Emotionen dominierten paranoiden Wahlkampf War Ibiza nur eine Ausrede?
Ibiza und die Folgen: Experten, Wissenschafter und Wahlkampfmanager aller Parteien blicken hinter die Kulissen der Nationalratswahl.
HELMUT SCHLIESSELBERGER
WIEN. Warum hatte die ÖVP im Juni 2019 plötzlich so große Sorge, dass die SPÖ eventuell in letzter Sekunde Pamela Rendi-Wagner gegen einen Spitzenkandidaten mit unverbrauchtem Image austauschen könnte? Warum konnte Pamela Rendi-Wagner aus der Ibiza-Krise keinen Profit schlagen? Wie sauer waren die Sozialdemokraten auf den Bundespräsidenten, weil dieser ein kurzlebiges Übergangskabinett Kurz angelobte? Welche Strategien verfolgten die Kandidaten im Wahlkampf? Und warum glaubte man in der FPÖ schon im Jänner 2019, dass der Koalitionspartner ÖVP sich auf eine Neuwahl vorbereite?

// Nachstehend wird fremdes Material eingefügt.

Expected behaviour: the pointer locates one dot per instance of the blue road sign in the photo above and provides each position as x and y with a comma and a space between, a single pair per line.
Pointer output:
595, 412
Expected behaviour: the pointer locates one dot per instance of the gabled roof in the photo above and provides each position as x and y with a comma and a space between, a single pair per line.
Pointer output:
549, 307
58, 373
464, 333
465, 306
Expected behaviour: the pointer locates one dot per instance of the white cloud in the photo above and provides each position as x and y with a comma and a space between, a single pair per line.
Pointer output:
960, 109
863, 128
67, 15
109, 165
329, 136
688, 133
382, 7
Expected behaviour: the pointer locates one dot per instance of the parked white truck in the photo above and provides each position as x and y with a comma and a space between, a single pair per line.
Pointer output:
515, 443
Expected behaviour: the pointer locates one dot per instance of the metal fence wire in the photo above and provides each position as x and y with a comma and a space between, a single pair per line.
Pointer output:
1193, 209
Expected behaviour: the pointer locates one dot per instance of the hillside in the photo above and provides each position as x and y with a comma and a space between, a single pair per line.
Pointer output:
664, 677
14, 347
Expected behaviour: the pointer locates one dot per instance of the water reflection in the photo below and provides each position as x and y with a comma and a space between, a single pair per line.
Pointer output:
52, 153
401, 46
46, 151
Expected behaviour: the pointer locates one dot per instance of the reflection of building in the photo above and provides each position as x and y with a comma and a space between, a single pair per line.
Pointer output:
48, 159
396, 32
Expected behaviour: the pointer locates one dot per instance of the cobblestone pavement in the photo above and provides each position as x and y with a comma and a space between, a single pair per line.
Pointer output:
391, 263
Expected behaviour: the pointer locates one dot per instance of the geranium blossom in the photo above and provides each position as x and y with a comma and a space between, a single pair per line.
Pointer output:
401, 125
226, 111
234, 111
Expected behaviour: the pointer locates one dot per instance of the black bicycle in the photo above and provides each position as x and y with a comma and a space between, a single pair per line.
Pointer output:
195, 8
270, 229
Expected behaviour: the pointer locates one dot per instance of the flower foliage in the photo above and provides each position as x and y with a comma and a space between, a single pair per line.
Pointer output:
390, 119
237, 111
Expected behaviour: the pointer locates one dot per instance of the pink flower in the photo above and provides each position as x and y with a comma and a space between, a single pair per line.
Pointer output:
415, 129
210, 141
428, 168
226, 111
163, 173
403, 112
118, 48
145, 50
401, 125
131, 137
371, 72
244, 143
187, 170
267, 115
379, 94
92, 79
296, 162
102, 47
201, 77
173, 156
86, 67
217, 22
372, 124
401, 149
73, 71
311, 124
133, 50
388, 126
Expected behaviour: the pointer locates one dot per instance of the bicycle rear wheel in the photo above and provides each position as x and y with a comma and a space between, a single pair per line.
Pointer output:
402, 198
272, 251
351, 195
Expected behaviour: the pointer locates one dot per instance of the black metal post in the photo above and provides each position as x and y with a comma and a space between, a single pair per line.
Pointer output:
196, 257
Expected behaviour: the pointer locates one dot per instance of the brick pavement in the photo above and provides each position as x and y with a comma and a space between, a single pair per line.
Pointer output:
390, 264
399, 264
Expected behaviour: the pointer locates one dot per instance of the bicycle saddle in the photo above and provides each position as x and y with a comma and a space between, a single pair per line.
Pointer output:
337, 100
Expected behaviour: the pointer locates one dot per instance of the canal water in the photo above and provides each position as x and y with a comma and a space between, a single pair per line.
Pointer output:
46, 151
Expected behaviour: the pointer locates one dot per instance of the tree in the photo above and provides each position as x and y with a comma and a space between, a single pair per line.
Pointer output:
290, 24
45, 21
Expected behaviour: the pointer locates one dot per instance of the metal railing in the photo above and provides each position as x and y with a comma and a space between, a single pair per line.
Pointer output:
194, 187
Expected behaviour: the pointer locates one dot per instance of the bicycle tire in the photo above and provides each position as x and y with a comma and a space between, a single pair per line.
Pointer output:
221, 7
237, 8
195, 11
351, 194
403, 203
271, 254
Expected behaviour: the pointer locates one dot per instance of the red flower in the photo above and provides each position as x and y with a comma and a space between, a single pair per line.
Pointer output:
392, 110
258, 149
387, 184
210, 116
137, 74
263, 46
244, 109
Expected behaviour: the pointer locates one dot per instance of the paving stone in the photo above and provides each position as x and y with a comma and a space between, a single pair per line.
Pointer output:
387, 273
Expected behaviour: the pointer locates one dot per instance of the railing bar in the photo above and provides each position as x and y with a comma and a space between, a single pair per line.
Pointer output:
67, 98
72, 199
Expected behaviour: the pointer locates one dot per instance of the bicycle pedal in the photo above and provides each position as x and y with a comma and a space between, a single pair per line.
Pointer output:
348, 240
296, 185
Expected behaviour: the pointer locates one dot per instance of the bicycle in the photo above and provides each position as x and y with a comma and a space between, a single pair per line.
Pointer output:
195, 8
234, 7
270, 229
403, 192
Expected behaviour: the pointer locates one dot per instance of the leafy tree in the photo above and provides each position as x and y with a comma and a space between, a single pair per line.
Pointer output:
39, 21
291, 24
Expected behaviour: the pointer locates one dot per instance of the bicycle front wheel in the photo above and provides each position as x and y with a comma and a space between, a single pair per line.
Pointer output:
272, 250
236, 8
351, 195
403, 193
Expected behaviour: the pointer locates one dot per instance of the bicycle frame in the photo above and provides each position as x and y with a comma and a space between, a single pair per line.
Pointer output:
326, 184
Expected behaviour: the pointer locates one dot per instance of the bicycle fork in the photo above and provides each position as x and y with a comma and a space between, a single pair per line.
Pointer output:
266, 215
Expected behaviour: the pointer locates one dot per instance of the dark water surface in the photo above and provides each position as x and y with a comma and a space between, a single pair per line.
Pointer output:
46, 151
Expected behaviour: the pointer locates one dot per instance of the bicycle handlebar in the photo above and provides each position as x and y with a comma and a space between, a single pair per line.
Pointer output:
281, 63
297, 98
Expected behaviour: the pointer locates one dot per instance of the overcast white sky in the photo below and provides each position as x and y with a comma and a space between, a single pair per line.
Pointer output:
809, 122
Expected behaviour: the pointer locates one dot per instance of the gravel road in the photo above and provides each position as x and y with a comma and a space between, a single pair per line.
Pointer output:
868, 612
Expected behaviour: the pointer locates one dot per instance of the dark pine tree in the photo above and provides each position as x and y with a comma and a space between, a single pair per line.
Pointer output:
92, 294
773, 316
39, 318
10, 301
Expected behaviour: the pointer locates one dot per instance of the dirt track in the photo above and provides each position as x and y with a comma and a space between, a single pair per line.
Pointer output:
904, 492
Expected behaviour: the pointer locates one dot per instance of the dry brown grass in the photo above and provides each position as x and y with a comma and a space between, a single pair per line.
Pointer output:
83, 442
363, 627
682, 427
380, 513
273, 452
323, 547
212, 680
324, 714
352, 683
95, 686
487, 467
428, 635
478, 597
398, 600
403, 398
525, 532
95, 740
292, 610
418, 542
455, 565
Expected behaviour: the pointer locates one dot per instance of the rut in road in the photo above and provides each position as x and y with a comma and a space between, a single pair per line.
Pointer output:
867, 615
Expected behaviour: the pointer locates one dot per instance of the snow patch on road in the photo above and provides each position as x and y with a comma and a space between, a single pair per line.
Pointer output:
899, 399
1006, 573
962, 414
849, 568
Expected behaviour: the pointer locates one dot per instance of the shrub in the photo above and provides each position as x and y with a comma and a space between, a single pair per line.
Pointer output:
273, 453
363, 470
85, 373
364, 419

Das Buch „Wahl 2019 – Strategien, Schnitzel, Skandale“arbeitet zeitnah einen Wahlkampf auf, der mit dem Ibiza-Aufregervideo begann – oder sogar schon zuvor. Den Herausgebern Thomas Hofer und Barbara Toth gelang es erneut, neben Experten und Wissenschaftern über alle Parteigrenzen hinweg auch die Wahlkampfmanager als Autoren hintergründiger Einblicke unter einen Buchdeckel zu bringen.
Thomas Hofer weist auf „die Dominanz der Emotionen“in einem „paranoiden Wahlkampf“hin. Die SPÖ habe sich zu früh über das gelungene Unterfangen gefreut, Kurz im Wahlkampf mit dem Kanzlerbonus Strahlkraft zu nehmen. Aufgrund
der strategischen Schwächen ihrer Partei kam die SPÖ-Chefin nie ins Kanzlerrennen. In der Frühphase des Wahlkampfs war, wie Hofer berichtet, eine Übernahme der Partei durch den Medienmanager Gerhard Zeiler im Raum gestanden. In der ÖVP sei das Potenzial Zeilers hoch eingeschätzt worden, weshalb mit Vorbereitungen auf einen Wahlkampf gegen den fiktiven Kandidaten begonnen wurde.
Die breite Solidarisierung, die nach Kurz’ Abwahl quer durch die Bevölkerung entstanden ist, konnte über viereinhalb Monate kaum gehalten werden. Eine Mischung aus Opferrolle, Herausnahme des Kandidaten aus dem täglichen medialen Diskurs und angekündigter glorioser Rückkehr wurde zur emotionalen Basis der türkisen Kampagne.
Nach der Angelobung des Übergangskabinetts Kurz mit vier neuen Ministern sei hinter den Kulissen auch Bundespräsident Van der Bellen unter Beschuss geraten, berichtet Hofer. Auch SPÖ-Stratege Stefan Hirsch moniert, dass Van der Bellen eine Regierung angelobt habe, die keine sichere Mehrheit im Parlament hatte. Zur Erinnerung: Kurz hatte unmittelbar nach Platzen der Koalition die freiheitlichen Minister durch vier Experten ersetzt. Diese Regierung wurde nach wenigen Tagen vom Nationalrat abgewählt, woraufhin der Bundespräsident die Regierung Bierlein aus dem Hut zauberte.
Wahlforscher Franz Sommer weist nach, dass die Mehrheit aller Wähler, auch erhebliche Teile der FPÖ- und SPÖ-Wähler gegen die Abwahl von Kurz gewesen seien.
Die ÖVP-Kampagnenexperten Lukas Holter und Philipp Maderthaner zeigen in ihrem Beitrag auf, wie die ÖVP im digitalen Wahlkampf mit ihrem Beteiligten-Netzwerk mit mehr als 250.000 Unterstützerkontakten reüssierte, obwohl sie bei den Werbeausgaben in sozialen Medien klar hinter FPÖ, SPÖ und Grünen gelegen sei.
FPÖ-Wahlkampfmanager Christian Hafenecker berichtet, dass sich blaue Funktionäre schon im Jänner 2019 die Frage stellten, ob die ÖVP nicht bereits 2019 „den Stecker ziehen“werde – was nach Ibiza dann tatsächlich geschah. Hier schwingt der Vorwurf mit, dass Ibiza für die ÖVP nur ein Vorwand gewesen sei, die Koalition mit den Freiheitlichen vorzeitig zu beenden.